So many ways to be wet, the dangerous kind, the puddle kind, gumboot smiles and Tweety Bird umbrella memories wet, 1981 wet, being in the rain and your dad’s afro haircut getting all soggy and you see the shape of his head for the first time wet. Fun wet, 11 wet, dressed in a bikini for the first time, it’s all baggy where your breasts are supposed to be. You tie a garbage bag around your waist so you can pretend to be a mermaid, jumping off the bridge and yelling ‘Madonna!’ as you crash into the water.
Wet teenager, first kiss, someone else’s tongue in your mouth feels…wet. Palms clammy.
Wet pool, the thick skin of chlorine and protective bath towel to wrap you up in year 7, awkward wet. Female wet, not the first wet, the tease wet, the wet you don’t even understand yet wet.
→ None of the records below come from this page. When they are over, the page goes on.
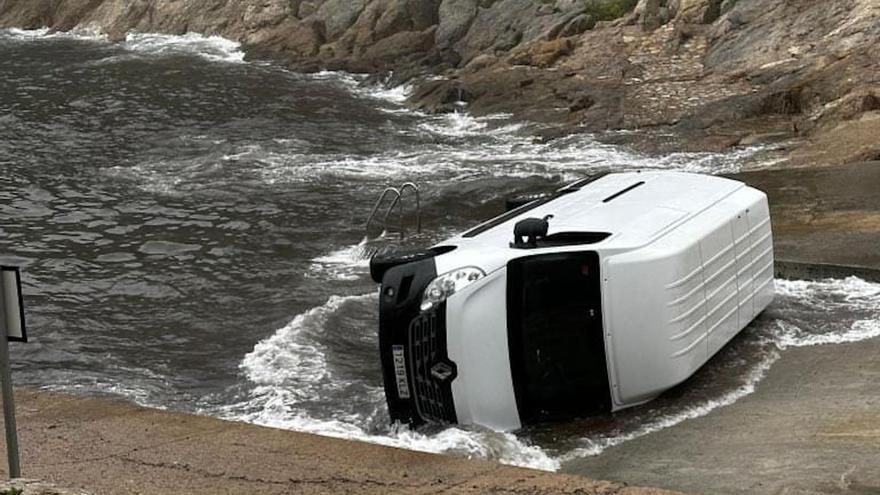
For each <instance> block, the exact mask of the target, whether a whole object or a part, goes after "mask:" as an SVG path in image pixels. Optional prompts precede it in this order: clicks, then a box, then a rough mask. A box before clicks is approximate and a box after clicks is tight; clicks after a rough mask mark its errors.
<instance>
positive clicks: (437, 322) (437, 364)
mask: <svg viewBox="0 0 880 495" xmlns="http://www.w3.org/2000/svg"><path fill="white" fill-rule="evenodd" d="M438 320H439V317H438V316H437V312H436V311H432V312H430V313H427V314H422V315H419V316H417V317H416V318H415V319H413V320H412V322H411V323H410V325H409V349H410V352H409V355H410V359H411V363H410V364H411V369H412V374H413V389H414V391H415V402H416V407H417V408H418V411H419V415H421V416H422V418H423V419H425V420H428V421H436V422H442V423H455V422H456V416H455V406H454V404H453V399H452V387H451V385H450V383H449V382H450V381H451V378H454V375H453V376H452V377H451V378H450V379H446V380H442V379H438V378H437V377H435V376H434V375H432V373H431V369H432V368H433V367H435V366H437V365H438V364H440V365H441V366H442V364H441V363H446V362H447V359H446V332H445V329H444V328H443V326H442V325H441V324H440V322H439V321H438Z"/></svg>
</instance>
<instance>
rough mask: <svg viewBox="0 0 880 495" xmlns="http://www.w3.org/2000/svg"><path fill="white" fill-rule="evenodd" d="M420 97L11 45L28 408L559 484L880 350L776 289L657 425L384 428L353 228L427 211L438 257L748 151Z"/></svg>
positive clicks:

The woman’s wet, the curdle scream yearn primeval wet. The wet that’s like a mini water balloon full of sardines. Sad wet, where you’re crying and only fountains understand, so you jump off trams like some kind of crazy messed up fountain addict. You see one and sit by it and look knowingly at the constant
downfall
of water suddenly understanding why there are so many fountains in the city.
Sea wet, beyond you wet, a salty big rough jerk wet that tastes like the other sort of wet, but has so many different rhythms and versions of blue. The hose on a hot day, so intensively cold it shocks you but feels so good to be wet wet.
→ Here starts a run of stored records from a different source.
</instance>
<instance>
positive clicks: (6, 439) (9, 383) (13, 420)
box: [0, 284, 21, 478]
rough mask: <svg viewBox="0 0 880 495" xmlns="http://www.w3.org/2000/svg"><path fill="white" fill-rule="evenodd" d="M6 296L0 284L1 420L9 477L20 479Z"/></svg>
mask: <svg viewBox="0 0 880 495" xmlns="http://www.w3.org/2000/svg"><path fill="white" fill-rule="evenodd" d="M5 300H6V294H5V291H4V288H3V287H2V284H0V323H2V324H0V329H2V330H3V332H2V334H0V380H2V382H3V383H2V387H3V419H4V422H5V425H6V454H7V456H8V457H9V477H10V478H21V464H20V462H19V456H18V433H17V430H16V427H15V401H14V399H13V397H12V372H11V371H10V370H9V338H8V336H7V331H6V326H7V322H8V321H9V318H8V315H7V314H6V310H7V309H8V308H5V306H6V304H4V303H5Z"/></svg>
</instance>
Shower after a hangover, cleaning off the dregs of disposable conversation out of your hair wet out of your skin wet, because for that moment as the hot water is streaming down your back you are forgiven everything. That water is so soft and so kind. Not like a tidal wave that seems like terror wet, angry wet, flood wet, where there is just no way you could imagine being dry wet. Not like that wet.
The human body is 70% water, this wet knows you.
And this wet is the other 30% coming home.